Banks, insurers compete for piece of mortgage pie

COMB through any newspaper these days and chances are you will most certainly stumble upon advertisements on property loans touting attractive terms and conditions.

It’s a highly competitive landscape out there.

Apart from competing among themselves for a piece of the mortgage pie, banks also have to contend with insurance companies which offer pretty appealing terms as well.

OCBC Bank (M) Bhd head of secured lending Thoo Mee Ling sees competition as a way of life in the property loans business.

“Intense competition, especially in pricing, has almost become the nature of the mortgage business.
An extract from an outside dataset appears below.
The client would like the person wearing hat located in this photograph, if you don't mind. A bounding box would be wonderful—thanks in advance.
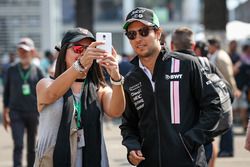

“However, OCBC’s strategy has always been to keep close tabs on customers’ needs and not only meet but exceed their expectations as well as by going the extra mile,” Thoo says.

Currently, the discount on base lending rates for housing loans range from 1.8% to 2.2% in the market. Thoo says property loans will continue to have a significant influence on the bank’s net profit.

Despite the intense competition, HSBC Bank Malaysia Bhd general manager (personal financial services) Lim Eng Seong says the bank is comfortable with the size of its property loans book.

Lim believes HSBC’s strong product and service proposition via a flexible mortgage will be a key differentiating factor to grow the business further.

“Our flexible loan allows customers to make extra payments to reduce interest payments and shorten the loan tenure. Should an urgent need arise, customers may redraw the excess payments made,” he says.

HSBC offers home loans for a minimum of five years to a maximum of 35 years where margin of financing can go up to 95% of the property’s market value.

To ING Insurance Bhd chief operating officer Isold Heemstra, residential property mortgage is a way to diversify investment income for insurance companies.

“It helps to mitigate market volatility and provides a stable income stream to insurance companies that demand long-term cashflows,” he says.

However, ING’s mortgage portfolio shrank last year as borrowers went for floating rate products due to the lower overnight policy rate. Insurance companies offer fixed-rate residential mortgages.

Heemstra admits that competition in the property loans business has always been intense.

“We differentiate ourselves by providing a mortgage business total solution that comes with fixed-rate home loan with house owner and life insurance protection.

“ING also provides protection to the valuables and contents in one’s household against loss or damage on selective perils,” he says.

ING provides financing for residential properties only with a maximum loan amount of 90% and up to 30 years loan tenure.

ING now offers a fixed interest rate of 4.85% per annum (customer pays all closing fees) and 5.25% per annum (ING pays all closing fees).

American International Assurance Bhd (AIA) chief executive officer Khor Hock Seng says the company has experienced positive loans growth since 2005 although last year was challenging.

Its property loans portfolio are mostly made up of fixed-rate residential mortgages with margin of financing of below 80%.

Khor says the company will continue to work with its agency force and business channels to grow the property loans business. “We will also offer various packages to meet the needs of our clients,” he says.

AIA’s residential mortgages has a fixed rate of 4.99% per annum (non-zero moving cost) and 5.25% per annum for zero moving cost. The margin of financing is up to 90% for a maximum tenure of 30 years.